When I did it I was too chicken to overwrite the shipped SD card, so I bought another one.
That took some of the stress away. The newer image is large so I recommend a 64GB card.
- You should start with the 4.4.1 JetBot image. That’s way easier.
I installed the 4.4.1 Jetbot SD card image from Nvidia and followed the instructions to install the wifi module from here:
- You need to apply some fixes.

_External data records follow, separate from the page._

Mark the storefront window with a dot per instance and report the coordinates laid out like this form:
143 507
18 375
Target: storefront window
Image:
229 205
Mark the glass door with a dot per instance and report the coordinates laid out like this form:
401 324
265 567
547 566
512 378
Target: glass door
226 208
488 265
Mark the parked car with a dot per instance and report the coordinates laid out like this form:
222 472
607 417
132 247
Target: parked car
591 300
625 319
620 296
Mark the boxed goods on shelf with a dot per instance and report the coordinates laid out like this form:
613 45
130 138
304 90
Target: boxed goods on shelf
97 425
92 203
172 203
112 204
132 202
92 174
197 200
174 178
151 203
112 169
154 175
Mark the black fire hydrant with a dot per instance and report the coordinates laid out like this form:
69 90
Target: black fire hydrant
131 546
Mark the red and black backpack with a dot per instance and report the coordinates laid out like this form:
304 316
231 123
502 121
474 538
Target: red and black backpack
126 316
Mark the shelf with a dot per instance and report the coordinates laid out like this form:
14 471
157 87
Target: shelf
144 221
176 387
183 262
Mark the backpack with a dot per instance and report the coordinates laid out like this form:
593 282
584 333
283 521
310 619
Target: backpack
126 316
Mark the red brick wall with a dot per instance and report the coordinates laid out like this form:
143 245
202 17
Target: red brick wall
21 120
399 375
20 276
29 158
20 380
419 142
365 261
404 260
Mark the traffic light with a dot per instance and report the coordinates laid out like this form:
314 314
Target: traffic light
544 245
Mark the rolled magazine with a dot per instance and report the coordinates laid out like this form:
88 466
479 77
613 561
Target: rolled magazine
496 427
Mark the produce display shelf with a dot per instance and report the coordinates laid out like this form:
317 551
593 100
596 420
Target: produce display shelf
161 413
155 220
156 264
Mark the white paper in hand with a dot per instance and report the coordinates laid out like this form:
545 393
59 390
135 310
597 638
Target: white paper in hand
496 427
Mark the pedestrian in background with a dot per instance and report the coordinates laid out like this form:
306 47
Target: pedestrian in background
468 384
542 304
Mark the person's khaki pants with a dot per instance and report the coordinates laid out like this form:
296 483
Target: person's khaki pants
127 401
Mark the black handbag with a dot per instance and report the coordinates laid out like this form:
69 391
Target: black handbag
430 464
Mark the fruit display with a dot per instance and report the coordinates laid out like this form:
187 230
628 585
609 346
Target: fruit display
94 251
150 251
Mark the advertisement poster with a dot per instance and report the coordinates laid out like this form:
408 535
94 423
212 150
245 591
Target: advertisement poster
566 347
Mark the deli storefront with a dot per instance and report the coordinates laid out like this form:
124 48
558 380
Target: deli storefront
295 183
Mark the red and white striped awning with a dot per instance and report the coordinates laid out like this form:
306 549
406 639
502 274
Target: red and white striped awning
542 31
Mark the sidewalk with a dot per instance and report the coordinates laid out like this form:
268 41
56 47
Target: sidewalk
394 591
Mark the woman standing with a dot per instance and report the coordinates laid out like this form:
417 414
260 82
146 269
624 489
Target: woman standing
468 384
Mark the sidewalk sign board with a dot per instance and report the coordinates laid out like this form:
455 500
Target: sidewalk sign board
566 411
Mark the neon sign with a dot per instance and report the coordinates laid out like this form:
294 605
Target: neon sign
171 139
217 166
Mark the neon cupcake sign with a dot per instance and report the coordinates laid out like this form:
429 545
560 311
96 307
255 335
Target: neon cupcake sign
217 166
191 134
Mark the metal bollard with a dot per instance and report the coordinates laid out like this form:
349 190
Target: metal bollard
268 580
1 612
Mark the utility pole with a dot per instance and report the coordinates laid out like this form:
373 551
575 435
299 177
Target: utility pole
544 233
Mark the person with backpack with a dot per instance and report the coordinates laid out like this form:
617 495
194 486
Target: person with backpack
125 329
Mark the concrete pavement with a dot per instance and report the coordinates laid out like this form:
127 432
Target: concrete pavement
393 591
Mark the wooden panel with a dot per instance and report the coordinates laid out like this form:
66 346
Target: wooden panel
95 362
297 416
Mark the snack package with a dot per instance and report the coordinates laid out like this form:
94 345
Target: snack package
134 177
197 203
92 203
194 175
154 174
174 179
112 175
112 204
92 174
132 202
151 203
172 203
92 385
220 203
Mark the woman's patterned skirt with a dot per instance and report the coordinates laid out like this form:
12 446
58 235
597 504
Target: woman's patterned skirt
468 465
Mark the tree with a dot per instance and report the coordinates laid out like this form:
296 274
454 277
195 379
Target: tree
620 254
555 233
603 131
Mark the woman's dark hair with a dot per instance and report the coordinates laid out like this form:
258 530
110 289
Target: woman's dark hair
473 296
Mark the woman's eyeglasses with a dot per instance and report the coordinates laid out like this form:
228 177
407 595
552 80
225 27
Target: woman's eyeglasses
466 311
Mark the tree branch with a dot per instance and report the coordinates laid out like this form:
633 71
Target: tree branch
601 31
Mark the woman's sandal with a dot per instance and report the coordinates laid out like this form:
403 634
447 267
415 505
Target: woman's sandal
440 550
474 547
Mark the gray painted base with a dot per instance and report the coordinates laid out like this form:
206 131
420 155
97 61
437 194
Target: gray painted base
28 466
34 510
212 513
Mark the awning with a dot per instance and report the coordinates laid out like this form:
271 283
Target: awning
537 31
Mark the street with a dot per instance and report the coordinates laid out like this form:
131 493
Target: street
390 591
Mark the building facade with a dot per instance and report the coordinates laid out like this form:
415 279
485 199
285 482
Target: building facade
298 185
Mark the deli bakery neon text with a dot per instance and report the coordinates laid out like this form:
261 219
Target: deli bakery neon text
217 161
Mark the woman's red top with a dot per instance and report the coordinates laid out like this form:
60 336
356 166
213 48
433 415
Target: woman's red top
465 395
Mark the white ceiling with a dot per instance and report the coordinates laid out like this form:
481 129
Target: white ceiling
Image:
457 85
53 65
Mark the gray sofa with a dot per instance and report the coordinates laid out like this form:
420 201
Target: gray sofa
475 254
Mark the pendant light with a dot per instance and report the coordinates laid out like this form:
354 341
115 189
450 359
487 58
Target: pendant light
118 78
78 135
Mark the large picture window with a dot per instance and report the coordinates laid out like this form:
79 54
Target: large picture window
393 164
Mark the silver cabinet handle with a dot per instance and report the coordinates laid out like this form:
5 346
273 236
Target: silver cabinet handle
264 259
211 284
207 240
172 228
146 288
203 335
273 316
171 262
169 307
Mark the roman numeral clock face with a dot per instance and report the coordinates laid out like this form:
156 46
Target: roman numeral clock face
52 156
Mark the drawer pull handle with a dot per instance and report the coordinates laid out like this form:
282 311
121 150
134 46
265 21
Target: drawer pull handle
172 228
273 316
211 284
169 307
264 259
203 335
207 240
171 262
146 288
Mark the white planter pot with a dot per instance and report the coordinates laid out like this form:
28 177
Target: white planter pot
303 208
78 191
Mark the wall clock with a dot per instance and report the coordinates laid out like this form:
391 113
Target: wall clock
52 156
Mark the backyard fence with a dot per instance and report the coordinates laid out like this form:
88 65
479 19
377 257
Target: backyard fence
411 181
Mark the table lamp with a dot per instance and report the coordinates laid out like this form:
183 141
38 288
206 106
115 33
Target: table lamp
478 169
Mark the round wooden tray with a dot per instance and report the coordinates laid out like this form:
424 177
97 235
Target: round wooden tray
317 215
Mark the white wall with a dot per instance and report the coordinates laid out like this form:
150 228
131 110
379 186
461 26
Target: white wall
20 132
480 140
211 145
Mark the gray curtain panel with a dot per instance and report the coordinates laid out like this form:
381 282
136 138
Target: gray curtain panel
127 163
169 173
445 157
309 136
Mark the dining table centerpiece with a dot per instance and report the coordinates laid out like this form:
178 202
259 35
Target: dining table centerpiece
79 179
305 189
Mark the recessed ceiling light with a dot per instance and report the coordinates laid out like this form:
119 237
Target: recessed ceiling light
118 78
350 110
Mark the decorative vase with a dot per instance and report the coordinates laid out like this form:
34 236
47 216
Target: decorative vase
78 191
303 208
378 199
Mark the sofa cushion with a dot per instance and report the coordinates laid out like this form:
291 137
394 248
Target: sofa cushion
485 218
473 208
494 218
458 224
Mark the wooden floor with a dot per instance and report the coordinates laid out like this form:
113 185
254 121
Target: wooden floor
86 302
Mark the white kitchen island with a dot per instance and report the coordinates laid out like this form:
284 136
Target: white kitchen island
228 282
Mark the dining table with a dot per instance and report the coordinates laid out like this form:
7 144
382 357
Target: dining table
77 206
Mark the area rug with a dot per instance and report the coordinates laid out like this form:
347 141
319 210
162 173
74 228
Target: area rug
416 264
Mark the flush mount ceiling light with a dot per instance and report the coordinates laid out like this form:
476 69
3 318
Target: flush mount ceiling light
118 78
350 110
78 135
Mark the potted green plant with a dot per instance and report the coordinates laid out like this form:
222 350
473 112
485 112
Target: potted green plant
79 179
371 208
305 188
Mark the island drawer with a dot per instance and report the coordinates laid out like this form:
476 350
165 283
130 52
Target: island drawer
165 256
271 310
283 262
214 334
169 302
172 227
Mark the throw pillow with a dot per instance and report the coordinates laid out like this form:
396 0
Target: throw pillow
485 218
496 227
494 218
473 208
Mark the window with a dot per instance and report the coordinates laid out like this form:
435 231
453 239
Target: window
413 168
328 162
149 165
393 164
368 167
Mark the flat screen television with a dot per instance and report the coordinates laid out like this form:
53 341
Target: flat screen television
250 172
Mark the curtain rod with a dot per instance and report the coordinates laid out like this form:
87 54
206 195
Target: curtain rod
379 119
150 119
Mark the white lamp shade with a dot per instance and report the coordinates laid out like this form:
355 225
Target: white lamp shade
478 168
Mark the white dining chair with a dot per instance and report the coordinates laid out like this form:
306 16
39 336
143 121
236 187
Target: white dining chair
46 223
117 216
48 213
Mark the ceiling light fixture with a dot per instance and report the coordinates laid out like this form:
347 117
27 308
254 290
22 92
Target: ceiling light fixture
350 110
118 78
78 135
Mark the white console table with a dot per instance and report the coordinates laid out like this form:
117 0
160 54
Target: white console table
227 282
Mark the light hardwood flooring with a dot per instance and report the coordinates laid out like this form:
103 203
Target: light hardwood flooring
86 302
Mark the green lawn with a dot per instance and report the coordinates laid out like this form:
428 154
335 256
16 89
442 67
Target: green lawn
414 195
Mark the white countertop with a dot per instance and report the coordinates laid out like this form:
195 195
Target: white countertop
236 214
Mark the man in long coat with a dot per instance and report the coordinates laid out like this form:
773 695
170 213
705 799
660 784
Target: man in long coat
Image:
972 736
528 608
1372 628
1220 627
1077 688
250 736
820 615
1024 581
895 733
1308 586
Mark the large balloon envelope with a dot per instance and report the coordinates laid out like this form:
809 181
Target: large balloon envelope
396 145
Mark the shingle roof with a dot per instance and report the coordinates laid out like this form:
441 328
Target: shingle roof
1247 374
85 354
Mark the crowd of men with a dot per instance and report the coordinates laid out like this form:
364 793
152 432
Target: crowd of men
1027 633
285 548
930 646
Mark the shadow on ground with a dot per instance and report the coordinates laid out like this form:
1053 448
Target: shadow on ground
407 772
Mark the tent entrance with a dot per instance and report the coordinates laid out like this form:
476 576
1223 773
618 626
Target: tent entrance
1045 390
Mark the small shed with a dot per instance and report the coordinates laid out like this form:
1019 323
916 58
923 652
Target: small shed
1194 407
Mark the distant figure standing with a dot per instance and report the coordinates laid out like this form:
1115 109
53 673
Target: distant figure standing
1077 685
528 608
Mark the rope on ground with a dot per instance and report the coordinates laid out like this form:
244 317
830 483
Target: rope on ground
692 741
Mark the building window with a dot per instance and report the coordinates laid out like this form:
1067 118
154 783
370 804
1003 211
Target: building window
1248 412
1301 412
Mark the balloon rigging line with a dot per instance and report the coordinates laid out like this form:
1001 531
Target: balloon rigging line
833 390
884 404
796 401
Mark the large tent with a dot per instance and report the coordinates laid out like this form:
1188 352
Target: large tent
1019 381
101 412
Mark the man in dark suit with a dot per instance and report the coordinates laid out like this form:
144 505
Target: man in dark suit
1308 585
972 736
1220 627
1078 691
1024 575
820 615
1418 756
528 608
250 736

You need at least the wifi driver:
https://learn.sparkfun.com/tutorials/ad … jetson/all
( I needed to install dkms, this obviously needs to be done over ethernet, but if I recall correctly you can use ssh if you can figure out the ip address the jetbot gets )
I also did the following to fix the pink tint to the camera:
wget https://www.dropbox.com/s/u80hr1o8n9hqe … s.isp?dl=0
mv camera_overrides.isp* camera_overrides.isp
sudo cp camera_overrides.isp /var/nvidia/nvcam/settings/
as well as did this:
sudo sh -c 'echo "[keyfile]
unmanaged-devices+=interface-name:wlan1" > /etc/NetworkManager/conf.d/10-no-wlan1.conf ’
sudo service NetworkManager restart
To prevent network manager from crashing the wifi connection by scanning wlan1. That problem may have been unique to my network, but it can’t really hurt if you don’t plan on using the wlan1 interface.
For what it’s worth, the camera and network manager problem affected the sparkfun image also.
- Apply sparkfun files to the docker container:
Once you get that up and running the docker images will be working, but there are still a couple of fixes you need.
The jupyter container needs:
pip3 install sparkfun-qwiic
cp robot.py /usr/local/lib/python3.6/dist-packages/jetbot-0.4.1-py3.6.egg/jetbot/robot.py
cp motor.py /usr/local/lib/python3.6/dist-packages/jetbot-0.4.1-py3.6.egg/jetbot/motor.py
where robot.py and motor.py come from the sparkfun image (or the zip file on the product page).
You must copy while inside the container or you will be a sad, confused hacker. It works OK if you launch a terminal from the jupyter server.
(You can also copy the files to the host image, but you can’t really run much from there as a lot of the jupyter stuff is only in the container)
- Mess around with docker (optional)
You also need stats.py for the display container to get the oled working, but you need to access the separate display docker image to do that. That’s a bit more involved, I’m not going to go into that, but it’s easy if you are familiar with docker.
If you want to get fancy you can create your own docker image with the mods above on to of the exiting one. This is useful in case you want or need to restart the docker image. If you don’t create your own docker image you’ll need to re-apply the fixes when you enable/disable the docker images using the enable.sh disable.sh scripts inside the jetbot github area. On the other hand, as long as you don’t restart the docker container, the fixes will still be there (even after crash/reboot). I figured out how to do it, but I had to do a bit of reading to figure it out.